Ждать конца под балдахином
И всечасно умирать!
О, как страшно смерть встречать
На постеле господином!
То ли дело средь мечей!
Там о славе лишь мечтаешь,
Смерти в когти попадаешь,
И не думая о ней!
То ли дело средь мечей:
Там о славе лишь мечтаешь!
Я люблю кровавый бой,
Я рожден для службы царской!
Сабля, водка, конь гусарской,
С вами век мне золотой!
Я люблю кровавый бой,
Я рожден для службы царской!
1815
 
 
ОТВЕТ НА ВЫЗОВ НАПИСАТЬ СТИХИ
Вы хотите, чтоб стихами
Я опять заговорил,
Но чтоб новыми стезями
Верх Парнаса находил:
Чтобы славил нежны розы,
Верность женския любви,
Где трескучие морозы
И кокетства лишь одни!
Чтоб при ташке в доломане*
Посошок в руке держал
И при грозном барабане
Чтоб минором воспевал.
Неужель любить не можно,
Чтоб стихами не писать?
И, любя, ужели должно
Чувства в рифмы оковать?
По кадансу кто вздыхает,
Кто любовь в цветущий век
Лишь на стопы размеряет,
Тот - прежалкий человек!
Он влюбился - и поспешно
Славит милую свою;
Возрыдая безутешно,
Говорит в стихах: "Пою!"
От парнасского паренья
Беспокойной головы
Скажет также, без сомненья,
И жестокая: "Увы!"
Я поэзией небесной
Был когда-то вдохновен.
Дар божественный, чудесный,
Я навек тебя лишен!
Лизой душу занимая,
Мне ли рифмы набирать!
Ах, где есть любовь прямая,
Там стихи не говорят!..
1816
*Доломан- гусарская куртка, на которую накидывается ментик. - Прим. ред.
 
 
ПОЭТИЧЕСКАЯ ЖЕНЩИНА
Что она? - Порыв, смятенье,
И холодность, и восторг,
И отпор, и увлеченье,
Смех и слезы, черт и Бог,
Пыл полуденного лета,
Урагана красота,
Исступленного поэта
Беспокойная мечта!
С нею дружба - упоенье...
Но спаси, Создатель, с ней
От любовного сношенья
И таинственных связей!
Огненна, славолюбива,
Я ручаюсь, что она
Неотвязчива, ревнива,
Как законная жена!
1816
 
 
ЭЛЕГИЯ IV
В ужасах войны кровавой
Я опасности искал,
Я горел бессмертной славой,
Разрушением дышал;
И, в безумстве упоенный
Чадом славы бранных дел,
Посреди грозы военной
Счастие найти хотел!..
Но, судьбой гонимый вечно,
Счастья нет! подумал я...
Друг мой милый, друг сердечный,
Я тогда не знал тебя!
Ах, пускай герой стремится
За блистательной мечтой
И через кровавый бой
Свежим лавром осенится...
О мой милый друг! с тобой
Не хочу высоких званий,
И мечты завоеваний
Не тревожат мой покой!
Но коль враг ожесточенный
Нам дерзнет противустать,
Первый долг мой, долг священный
Вновь за родину восстать;
Друг твой в поле появится,
Еще саблею блеснет,
Или в лаврах возвратится,
Иль на лаврах мертв падет!..
Полумертвый, не престану
Биться с храбрыми в ряду,
В память Лизу приведу...
Встрепенусь, забуду рану,
За тебя еще восстану
И другую смерть найду!
1816
 
 
ЭЛЕГИЯ V
Все тихо! и заря багряною стопой
По синеве небес безмолвно пробежала...
И мгла, что гор хребты и рощи покрывала,
Волнуясь, стелется туманною рекой
По лугу пестрому и ниве молодой.
Блаженные часы!

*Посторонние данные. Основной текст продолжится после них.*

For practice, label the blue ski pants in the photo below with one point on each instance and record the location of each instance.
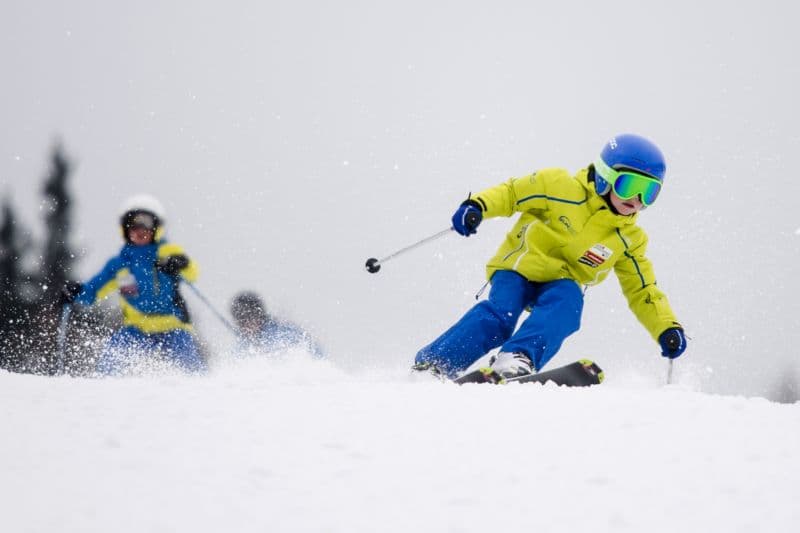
(555, 306)
(130, 345)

Весь мир в отдохновенье!
Еще зефиры спят на дремлющих листах,
Еще пернатые покоятся в кустах,
И все безмолвствует в моем уединенье...
Но, боги! Неужель вы с мира тишиной
И чувств души моей порывы усмирили?
Ужели и во мне господствует покой?..
Уже, о счастие! не вижу пред собой
Я призрак грозный, вечно милый,
Которого нигде мой взор не покидал...
Нигде! ни в шумной сече боя,
Ни в бранных игрищах военного покоя!..
О ты, что я в тоске на помощь призывал,
Бесчувствие! О дар рассудка драгоценный,
Ты, вняв мольбе моей смиренной,
Нисходишь наконец спасителем моим.
Я погибал... Тобой одним
Достигнул берега, и с мирныя вершины
Смотрю бестрепетно, грозою невредим,
На шумные валы бездонныя пучины!..
А ты, с кем некогда делился я душой
И кем душа моя в мученьях истощилась...
Утешься: ты забыта мной!..
Но, ах, почто слезой ланита окропилась?
О слезы пламенны, теките! Я свои
Минуты радости от сих минут считаю
И вас не от любви,
Но от блаженства проливаю!
1816
 
 
ЭЛЕГИЯ VI
О ты, смущенная присутствием моим,
Спокойся: я бегу в пределы отдаленны!
Пусть избранный тобой вкушает дни блаженны,
Пока судьбой храним.
Но, ах! Не мысли ты, чтоб новые восторги
И спутник счастливый твоих весенних дней
Изгладили меня из памяти твоей!..
О нет! Есть суд небес и справедливы боги!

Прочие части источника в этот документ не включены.